4. Electronic signature
Transactions carried out on the blockchain infrastructure must be signed by the parties performing the transactions. Contracts must be signed with an electronic signature equivalent to a wet signature, both at the time of creation and at the point of endorsement. In other words, users must use their electronic signatures for any changes, updates or any sort of transactions within the framework of pre-determined conditions. Identification of the protocol users for future legal responsibility is necessary, so a strong but easy to use form of electronic signature will be used.
5. Secrecy of transactions
Details of the transactions performed in most of the chain technologies used today are open to the public.

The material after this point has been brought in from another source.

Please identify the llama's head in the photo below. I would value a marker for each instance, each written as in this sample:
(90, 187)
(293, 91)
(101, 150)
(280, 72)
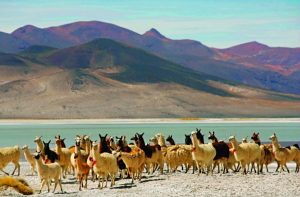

This situation caused the enterprises not to prefer blockchain technologies for a long time. In the implementation of the DEF Protocol, we have decided to use the discreet approach and will hide all details of the individual transactions happening within the smart contracts. The Defterhane team has been working on a low-cost transaction scheme based on EVM-based chains, and our results has been published as open source code.
6. Legal ground
The new generation of credit instrument described in this paper, although inspired by its counterpart working on paper with wet signature, have almost zero legal similarity. The laws about commercial contracts go back to ancient times and are mutually agreed by all parties involved. The debt / credit contracts, which is located in the shared ledger of the protocol, makes the relevant parties legally responsible for any sanctions and practices. Therefore, none of the existing legal ground for checks and promissory notes are used in this protocol. In the case of default, the original issuer of the smart contract is fully responsible. No other parties within the cycle can be kept responsible for the debt unpaid by the issuer. There is a built in scoring mechanism within the DEF Protocol. There is also a pool of peer-to-peer insurance built-in within the protocol.
7. Credit score, insurance and interest
Peer-to-Peer insurance is a risk sharing scheme where a group of individuals pool their premiums together to insure against a risk. Within the DEF Protocol, a small amount of risk premium is cut for every transaction and added to a general pool. This pool is for covering the default risk, and for the example of vadeli cek system in Turkey, the default rate for the last 5 years, has consistently been less than 3%. The credit score for every responsible issuer is also recorded in the system for future reference. In the figure below, some potential third party services are shown, such as, billing, insurance, factoring (fiat facilitator) and other tools for additional development. However, as in the vadeli cek mechanism, the DEF protocol does not include a built-in interest rate calculation.